If you look at third world Republics across the world, the norm more or less is low paid health care workers and a lower tech infrastructure and socialization of some kind. It is fairly simple, a third world worker (wage earner) cannot pay for a first world ++++ costing health care system, something will have to give then eventually break down, sooner or later...

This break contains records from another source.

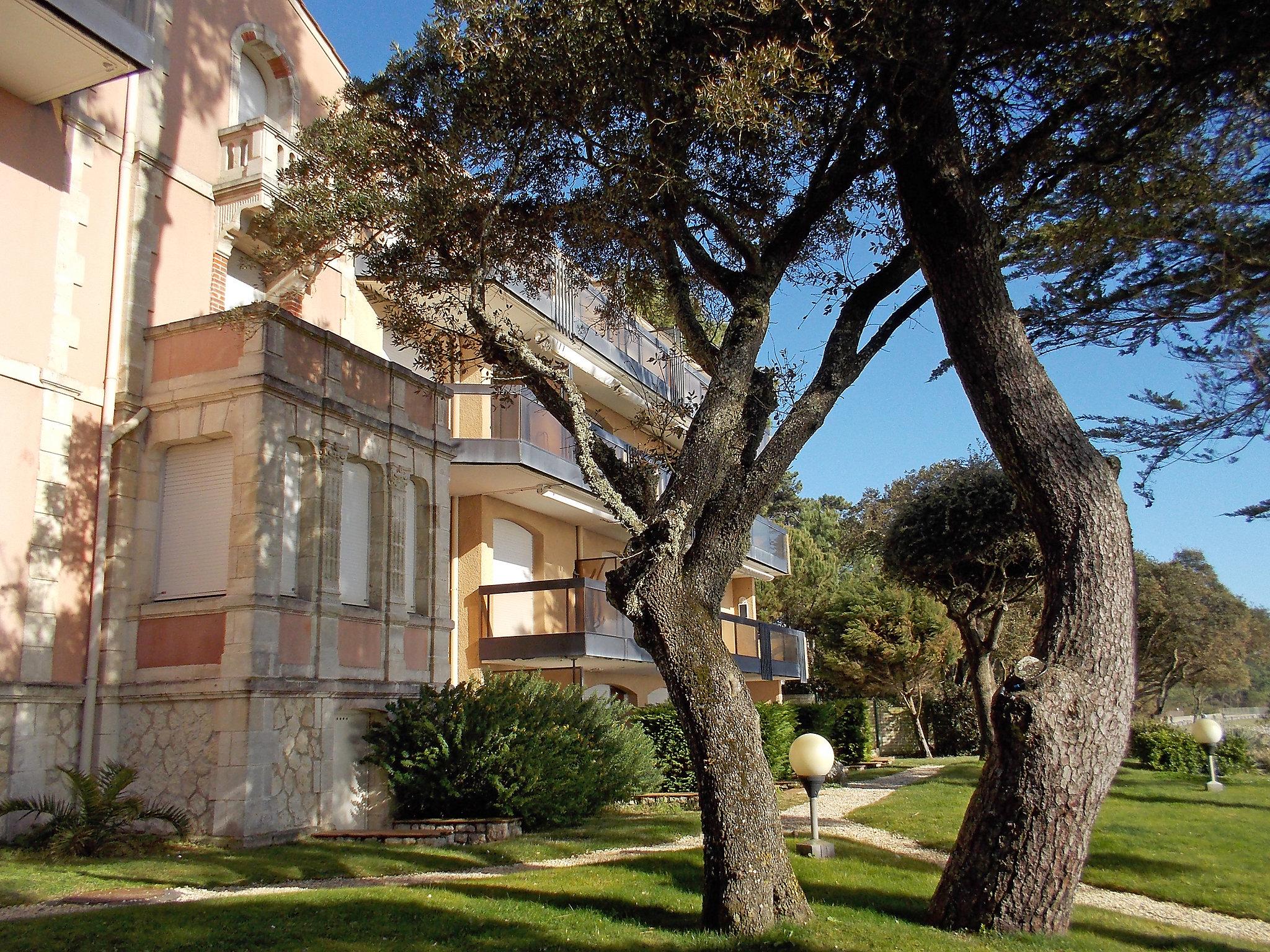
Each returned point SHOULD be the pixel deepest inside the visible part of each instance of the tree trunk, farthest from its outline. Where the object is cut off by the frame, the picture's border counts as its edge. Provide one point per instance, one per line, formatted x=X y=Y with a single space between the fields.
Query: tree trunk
x=750 y=883
x=1060 y=733
x=984 y=685
x=915 y=712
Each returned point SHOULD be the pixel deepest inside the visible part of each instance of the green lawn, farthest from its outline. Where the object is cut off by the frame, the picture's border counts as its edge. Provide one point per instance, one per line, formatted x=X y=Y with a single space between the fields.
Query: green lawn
x=864 y=901
x=29 y=879
x=1160 y=834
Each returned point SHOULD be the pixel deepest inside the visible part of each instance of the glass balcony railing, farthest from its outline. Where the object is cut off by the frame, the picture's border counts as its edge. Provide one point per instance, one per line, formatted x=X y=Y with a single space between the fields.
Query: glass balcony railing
x=557 y=617
x=658 y=363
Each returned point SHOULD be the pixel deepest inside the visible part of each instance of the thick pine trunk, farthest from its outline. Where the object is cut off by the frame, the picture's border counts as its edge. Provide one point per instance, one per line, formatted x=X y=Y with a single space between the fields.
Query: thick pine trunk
x=750 y=883
x=1060 y=733
x=984 y=685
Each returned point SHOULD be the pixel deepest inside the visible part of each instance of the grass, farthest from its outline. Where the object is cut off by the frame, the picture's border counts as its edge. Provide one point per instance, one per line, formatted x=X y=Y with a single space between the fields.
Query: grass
x=30 y=879
x=864 y=901
x=1160 y=834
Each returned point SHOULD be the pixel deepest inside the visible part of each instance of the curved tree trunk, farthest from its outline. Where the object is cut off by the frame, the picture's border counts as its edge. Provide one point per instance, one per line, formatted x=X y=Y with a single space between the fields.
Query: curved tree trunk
x=984 y=685
x=750 y=883
x=1060 y=731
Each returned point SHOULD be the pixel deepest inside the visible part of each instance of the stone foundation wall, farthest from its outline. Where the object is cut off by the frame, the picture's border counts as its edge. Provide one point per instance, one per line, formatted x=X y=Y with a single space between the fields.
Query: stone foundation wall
x=173 y=748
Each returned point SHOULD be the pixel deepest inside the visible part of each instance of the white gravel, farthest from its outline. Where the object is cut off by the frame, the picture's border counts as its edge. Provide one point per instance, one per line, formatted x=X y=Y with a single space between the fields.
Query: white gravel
x=836 y=804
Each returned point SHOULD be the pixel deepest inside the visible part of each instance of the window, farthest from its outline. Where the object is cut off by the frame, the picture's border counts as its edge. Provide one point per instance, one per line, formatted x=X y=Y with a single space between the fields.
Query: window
x=253 y=90
x=355 y=536
x=195 y=521
x=243 y=281
x=412 y=545
x=293 y=491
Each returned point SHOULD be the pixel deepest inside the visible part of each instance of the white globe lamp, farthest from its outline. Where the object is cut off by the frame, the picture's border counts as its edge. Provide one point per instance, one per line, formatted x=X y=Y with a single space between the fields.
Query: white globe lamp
x=1209 y=733
x=812 y=759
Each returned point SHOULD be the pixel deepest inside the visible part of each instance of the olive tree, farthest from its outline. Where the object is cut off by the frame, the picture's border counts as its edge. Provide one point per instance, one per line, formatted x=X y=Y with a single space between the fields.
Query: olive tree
x=693 y=159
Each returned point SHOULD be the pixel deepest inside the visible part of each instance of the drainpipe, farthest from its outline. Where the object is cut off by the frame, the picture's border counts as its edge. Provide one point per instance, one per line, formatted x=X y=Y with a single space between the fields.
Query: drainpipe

The political economy of this is fairly simple, the system will break down sooner or later, likely crash as the western republic's currency and economy crashes. Then of course the demand for adequate social services and rights will start to build up. Still the overall political economy situation is unlikely to change, you can't squeeze first world health care out of a third world economy made up of a third world level workforce. So the downward pressure on wages on all healthcare workers will begin, also likely a greater increase of importing out of country health workers who will work cheaper.


The dying western republic in question going third world will move toward the average norm in terms of a third world republic's health care system--in time. Likely some socialisation will come into play since the greater hostile political strife that always happens in third world republics.

Obviously the elites through their think tanks etc know this future is going to happen and are trying to get ahead of it. In effect they are to a large extent increasing the rate to decay to a third world economy. People buying over priced infective health care cannot work well, or consume well under such economic and ill health pressures.

This is just another part of the overall situation of the western republics going toward third world since the end of the cold war era. Thankfully the internet/cell phones/modern media is a partial replacement of the positive political force for the western republics that the cold war was, it is slowing down the decay some.